Just ignor the parts that don't match up to your carb. Everything else is identical.

Page one...
http://www.buckeyetriumphs.org/technical/Carbs/CarbsI/CarbsI.htm

Links to the rest of the pages are at the bottom.



"In this world, you must be oh so smart, or oh so pleasant. Well, for years I was smart. I recommend pleasant." Elwood P. Dowd

RobBB Rob H
Burbank, CA, USA   USA
J.P.,
Thank you so much for the article. I printed it out, and started reading. More motor stuff to read at night, the wife will be thrilled!

I really appreciate this, and your effort,

Sincerely,
Rob

J.P.Rap Avatar
J.P.Rap J.P. Rap
Mount Hope, ON, Canada   CAN
1976 Triumph 1500 "Donna"
2007 Ford Ranger
No problem at all Rob. I'm pretty new to this stuff too and that article was a gem to find. Ive turned to it a few times while troubleshooting problems.
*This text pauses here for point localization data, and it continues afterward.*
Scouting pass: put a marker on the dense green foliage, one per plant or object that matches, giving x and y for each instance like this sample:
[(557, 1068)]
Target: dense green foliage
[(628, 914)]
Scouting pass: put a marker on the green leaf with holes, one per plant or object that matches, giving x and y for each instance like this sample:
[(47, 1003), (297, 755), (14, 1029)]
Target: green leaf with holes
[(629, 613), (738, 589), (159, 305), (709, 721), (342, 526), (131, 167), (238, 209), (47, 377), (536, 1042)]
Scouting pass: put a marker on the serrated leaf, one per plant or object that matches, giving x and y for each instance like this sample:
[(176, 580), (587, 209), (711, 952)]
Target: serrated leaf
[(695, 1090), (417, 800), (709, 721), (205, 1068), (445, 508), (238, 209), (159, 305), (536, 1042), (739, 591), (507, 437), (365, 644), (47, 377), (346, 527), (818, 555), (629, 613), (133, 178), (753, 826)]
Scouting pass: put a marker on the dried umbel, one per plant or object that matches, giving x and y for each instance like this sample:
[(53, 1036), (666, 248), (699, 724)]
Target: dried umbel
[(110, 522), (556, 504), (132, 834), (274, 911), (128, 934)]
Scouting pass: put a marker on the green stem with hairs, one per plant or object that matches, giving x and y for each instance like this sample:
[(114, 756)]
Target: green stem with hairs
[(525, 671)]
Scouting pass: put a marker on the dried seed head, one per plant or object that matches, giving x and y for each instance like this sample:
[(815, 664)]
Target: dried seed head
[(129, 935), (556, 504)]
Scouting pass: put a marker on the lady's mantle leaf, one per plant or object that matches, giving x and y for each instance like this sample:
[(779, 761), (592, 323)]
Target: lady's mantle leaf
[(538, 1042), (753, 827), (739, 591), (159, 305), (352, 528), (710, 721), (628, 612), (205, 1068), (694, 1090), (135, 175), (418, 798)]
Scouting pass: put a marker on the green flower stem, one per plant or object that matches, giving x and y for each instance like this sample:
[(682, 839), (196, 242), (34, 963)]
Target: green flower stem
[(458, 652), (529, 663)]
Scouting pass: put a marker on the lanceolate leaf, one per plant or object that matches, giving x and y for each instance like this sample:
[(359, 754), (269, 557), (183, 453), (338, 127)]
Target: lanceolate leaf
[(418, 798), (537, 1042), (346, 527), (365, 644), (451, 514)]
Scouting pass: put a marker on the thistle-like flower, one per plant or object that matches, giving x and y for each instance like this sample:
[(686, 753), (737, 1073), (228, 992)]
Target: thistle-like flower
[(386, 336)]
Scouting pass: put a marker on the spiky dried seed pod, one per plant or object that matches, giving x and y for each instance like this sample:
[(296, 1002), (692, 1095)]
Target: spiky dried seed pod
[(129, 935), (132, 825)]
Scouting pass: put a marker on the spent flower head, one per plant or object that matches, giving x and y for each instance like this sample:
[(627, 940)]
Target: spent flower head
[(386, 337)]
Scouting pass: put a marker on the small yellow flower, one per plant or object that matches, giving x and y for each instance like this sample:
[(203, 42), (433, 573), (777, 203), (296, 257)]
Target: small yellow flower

"In this world, you must be oh so smart, or oh so pleasant. Well, for years I was smart. I recommend pleasant." Elwood P. Dowd

RobBB Rob H
Burbank, CA, USA   USA
Thanks J.P., I am new to Triumphs as well.
I acquired the car last October.
It took a while, and some intense trouble shooting to get just a layman's grasp of a simple Amal carb. As this is my first British car, all is new to me, (yet some things strangely familiar due to Nortons...).

I'm sure I will be utilizing this article more than once.